The chief justice of the Mississippi Supreme Court says drug courts are the best return on investment of any state spending, having saved taxpayers $457 million over the past five years.
“This is the best thing that has happened in my lifetime and probably a lot longer,” Michael Randolph said to the Columbia Rotary Club Tuesday. “It’s working.”
He calculated the savings based on 5,475 drug court graduates over that time and the average daily expense it would have been to house them in jail. Drug courts take people who are convicted of drug-based offenses and give them an opportunity to get their lives on track while staying out of prison.
Randolph said that involves being sober for three to five years while attending weekly meetings with a judge. He said about 50 percent graduate and said that’s favorable to a 30 percent to 35 percent success rate for private addiction centers.
The human face of that effort includes 515 drug-free babies, with Randolph noting a baby born to a mother addicted to drugs costs the state on average $250,000 a year for 18 years, and 3,800 drug-court graduates arenow employed rather than being addicted to drugs.
“That’s like a Nissan plant or a Toyota plant,” Randolph said.
With the success of the programs, now Randolph is on a campaign to get a little more to expand the concept to include both mental health courts and veterans courts. He’s traveling the state to push for his budget request for an additional $4.2 million for the state’s courts.
That includes $2 million to set up 19 pilot programs for what are called invention courts, which expand the drug court concept to also include mental health and help for veterans. There would also be three new drug courts started as part of that program.
Randolph is making the budget request to the Legislature because as chief justice he is the head of the state’s judicial branch of government. He took over that position Feb. 1 following the retirement of former Chief Justice Bill Waller Jr. Randolph has served on the state’s high court since 2004.
Another $2 million of his budget request would go to a pay increase for the state’s circuit and chancery judges. Randolph said they haven’t had an increase since 2012, leading to turnover just this year of 42 of the state’s 109 trial court judges.

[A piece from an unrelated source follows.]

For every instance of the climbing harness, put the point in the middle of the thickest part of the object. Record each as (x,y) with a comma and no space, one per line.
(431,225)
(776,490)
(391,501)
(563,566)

Randolph said the Legislature included annual raises for judges in a 2012 bill at an amount to be recommended by the state personnel board, but he said that has never been implemented. He said he’s not asking to make up for any of the time that was missed but said the increase is needed going forward to get back on track and retain quality judges.

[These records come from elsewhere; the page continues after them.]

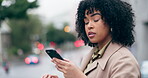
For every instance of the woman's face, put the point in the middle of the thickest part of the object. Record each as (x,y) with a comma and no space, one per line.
(96,29)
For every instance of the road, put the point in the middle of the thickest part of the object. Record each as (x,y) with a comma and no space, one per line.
(21,70)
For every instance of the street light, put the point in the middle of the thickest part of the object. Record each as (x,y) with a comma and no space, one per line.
(67,29)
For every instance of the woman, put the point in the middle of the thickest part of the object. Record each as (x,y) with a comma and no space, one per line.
(107,26)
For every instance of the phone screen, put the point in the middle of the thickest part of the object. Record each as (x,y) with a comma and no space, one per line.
(53,53)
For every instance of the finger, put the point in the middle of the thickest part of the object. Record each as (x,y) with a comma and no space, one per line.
(61,62)
(60,69)
(44,76)
(66,60)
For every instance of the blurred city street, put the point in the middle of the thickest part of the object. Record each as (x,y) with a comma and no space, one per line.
(21,70)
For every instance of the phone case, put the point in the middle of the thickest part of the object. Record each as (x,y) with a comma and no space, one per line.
(53,53)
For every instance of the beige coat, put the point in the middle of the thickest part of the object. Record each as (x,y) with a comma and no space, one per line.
(117,62)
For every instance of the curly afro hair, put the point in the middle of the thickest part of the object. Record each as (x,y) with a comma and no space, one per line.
(116,13)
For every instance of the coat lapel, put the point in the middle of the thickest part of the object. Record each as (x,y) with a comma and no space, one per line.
(111,49)
(86,59)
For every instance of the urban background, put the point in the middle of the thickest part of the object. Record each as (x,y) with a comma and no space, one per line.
(28,27)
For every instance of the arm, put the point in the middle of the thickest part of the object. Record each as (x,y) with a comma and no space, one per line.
(125,67)
(68,68)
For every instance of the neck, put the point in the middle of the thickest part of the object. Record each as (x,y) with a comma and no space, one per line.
(102,44)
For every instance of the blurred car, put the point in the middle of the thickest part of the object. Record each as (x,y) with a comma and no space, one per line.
(144,69)
(32,59)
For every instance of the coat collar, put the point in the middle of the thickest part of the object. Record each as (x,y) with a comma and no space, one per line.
(111,49)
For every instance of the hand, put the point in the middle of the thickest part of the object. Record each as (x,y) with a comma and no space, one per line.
(49,76)
(68,68)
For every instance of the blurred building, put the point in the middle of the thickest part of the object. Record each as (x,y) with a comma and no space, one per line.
(140,47)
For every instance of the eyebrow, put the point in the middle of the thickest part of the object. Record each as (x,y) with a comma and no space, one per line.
(95,14)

Present at Randolph’s talk included State Rep. Ken Morgan, State Sen. Angela Hill, Circuit Judges Tony Mozingo and Prentiss Harrell and Circuit Clerk Janette Nolan, all of whom have various interactions with the judicial system.
Several expressed concerns about having language added to the legislation Randolph is proposing that would waive the participation fee for drug court. Harrell said the fee is about $75 per month.
Randolph said he agreed that participants need some skin in the game and that he supports keeping the fee.